Twitter Analysis about new Omicron Variant

This project discusses the latest Omicron Variant of COVID-19 virus. The dataset was collected from Twitter and was updated on December 16th with recent tweets about the new Omicron Variant of COVID-19. The dataset depict the feeling of users towards the latest Omicron Variant. The goal of our project is visualizing user feelings and descriptive trends in Twitter about Omicron topics.

Data Import

Question 1: How many tweets are there in the dataset? Are there any missing data in user description, user location and hashtags?

There are (how many?) tweets.

Question 2: How many tweets are disseminated per day? On which day witnessed the highest and lowest number of tweets about Omicron?

What trend do you see about Twitter posts about Omicron?

Question 3: How many tweets are disseminated in each hour throughout all days?
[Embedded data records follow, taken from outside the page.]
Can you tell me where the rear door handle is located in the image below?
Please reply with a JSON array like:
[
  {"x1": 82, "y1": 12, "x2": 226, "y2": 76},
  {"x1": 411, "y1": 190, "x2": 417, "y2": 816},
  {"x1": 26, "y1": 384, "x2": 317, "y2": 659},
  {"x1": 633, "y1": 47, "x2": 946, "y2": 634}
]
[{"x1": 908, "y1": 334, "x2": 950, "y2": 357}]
On which hour witnessed the highest and lowest number of tweets about Omicron?

What trend do you see about Twitter posts about Omicron?

Question 4: What is the distribution of text length among Twitter posts about Omicron?

Text Cleaning

In this following tab, we are going to clean the raw text inputs from the Twitter data to extract information regarding user's perception about Omicron.
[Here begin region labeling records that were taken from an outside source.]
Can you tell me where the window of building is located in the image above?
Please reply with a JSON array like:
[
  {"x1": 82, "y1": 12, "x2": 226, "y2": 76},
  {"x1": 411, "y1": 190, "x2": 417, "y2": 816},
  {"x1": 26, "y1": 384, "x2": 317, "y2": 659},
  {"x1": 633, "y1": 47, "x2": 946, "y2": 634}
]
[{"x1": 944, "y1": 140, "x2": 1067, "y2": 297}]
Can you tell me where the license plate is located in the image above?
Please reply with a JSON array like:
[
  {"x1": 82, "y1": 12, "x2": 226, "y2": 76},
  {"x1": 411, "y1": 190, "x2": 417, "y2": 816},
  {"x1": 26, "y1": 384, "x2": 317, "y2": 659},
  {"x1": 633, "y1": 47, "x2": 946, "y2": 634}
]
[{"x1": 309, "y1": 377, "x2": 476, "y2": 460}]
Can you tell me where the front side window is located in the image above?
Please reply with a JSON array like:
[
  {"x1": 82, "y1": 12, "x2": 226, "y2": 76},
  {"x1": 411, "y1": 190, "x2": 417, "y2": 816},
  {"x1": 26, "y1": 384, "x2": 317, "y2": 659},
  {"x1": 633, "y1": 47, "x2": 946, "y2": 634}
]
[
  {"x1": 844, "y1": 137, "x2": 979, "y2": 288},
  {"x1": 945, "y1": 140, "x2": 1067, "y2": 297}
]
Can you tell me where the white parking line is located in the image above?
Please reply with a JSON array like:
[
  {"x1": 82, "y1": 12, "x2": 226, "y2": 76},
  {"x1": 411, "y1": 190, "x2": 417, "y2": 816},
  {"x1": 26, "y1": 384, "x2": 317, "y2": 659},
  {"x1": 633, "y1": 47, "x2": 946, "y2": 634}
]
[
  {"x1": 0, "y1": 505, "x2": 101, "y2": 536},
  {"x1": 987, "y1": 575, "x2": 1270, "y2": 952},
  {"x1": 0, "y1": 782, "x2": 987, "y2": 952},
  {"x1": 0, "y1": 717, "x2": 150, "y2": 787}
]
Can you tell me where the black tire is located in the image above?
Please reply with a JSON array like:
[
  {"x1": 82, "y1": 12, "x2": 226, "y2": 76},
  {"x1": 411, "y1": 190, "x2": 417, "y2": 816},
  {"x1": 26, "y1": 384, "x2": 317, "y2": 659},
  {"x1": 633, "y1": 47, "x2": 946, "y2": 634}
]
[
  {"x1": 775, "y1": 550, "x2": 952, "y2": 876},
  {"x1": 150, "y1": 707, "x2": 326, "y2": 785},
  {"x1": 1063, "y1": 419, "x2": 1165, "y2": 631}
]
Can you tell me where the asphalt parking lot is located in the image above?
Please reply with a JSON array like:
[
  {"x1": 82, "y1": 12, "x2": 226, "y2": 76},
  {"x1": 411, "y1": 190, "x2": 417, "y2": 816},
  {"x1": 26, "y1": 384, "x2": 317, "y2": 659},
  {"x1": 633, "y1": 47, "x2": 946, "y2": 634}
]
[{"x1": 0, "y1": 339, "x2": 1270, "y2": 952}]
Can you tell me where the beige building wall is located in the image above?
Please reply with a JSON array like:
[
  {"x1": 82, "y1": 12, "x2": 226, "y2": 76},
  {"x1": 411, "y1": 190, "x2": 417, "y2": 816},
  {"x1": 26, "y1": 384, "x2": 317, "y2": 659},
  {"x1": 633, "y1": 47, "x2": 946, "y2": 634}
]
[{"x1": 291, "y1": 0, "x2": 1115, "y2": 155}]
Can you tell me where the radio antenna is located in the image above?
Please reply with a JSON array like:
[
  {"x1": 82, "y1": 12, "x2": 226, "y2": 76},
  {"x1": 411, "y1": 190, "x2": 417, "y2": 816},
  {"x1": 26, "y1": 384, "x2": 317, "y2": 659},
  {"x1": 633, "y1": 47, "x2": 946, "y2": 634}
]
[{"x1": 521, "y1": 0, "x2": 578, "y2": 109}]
The technique of cleaning text for our data include cleaning emojis from text, remove punctuations, links, newline characters, hashtags, symbols and filtering special characters such as & and $ appearing in text.

As such, you can use the text_len column of the omicron dataset in order to understand the distribution of Twitter text length for every post. But before doing so, please generate an uninformative prior and an informative prior about the length distribution of Twitter posts and give a reason about each of your choice.

What distribution do you use for 1) uninformative prior and 2) informative prior? What is the reason why you use that?

Now we can plot the distribution of text length of Twitter posts. You may consider using either a kernel density plot or a histogram.

What trend do you observe regarding the distribution of text length of Omicron? What could you infer from the graph?

Using each of the prior distribution and the data likelihood, what will the posterior distribution? How would the posterior distribution differ? What other characteristics about the posterior distribution could we see with the kdeplot?

Question 5: What is the correlation of the number of Twitter followers and the number of retweets for each Omicron user topic?

What trend do you observe regarding the correlation of user popularity and the sharing of Omicron posts described by Twitter retweets? What could you infer from the graph?

Interpret your observations.

Question 6: Draw a heatmap. What does the correlation between variables tell you about Omicron?

What major associations do you observe in the heatmap?

Congratulations! You have reached the end of the project. Finally, what are 1-2 research questions that you think relevant to Omicron and the dataset we have?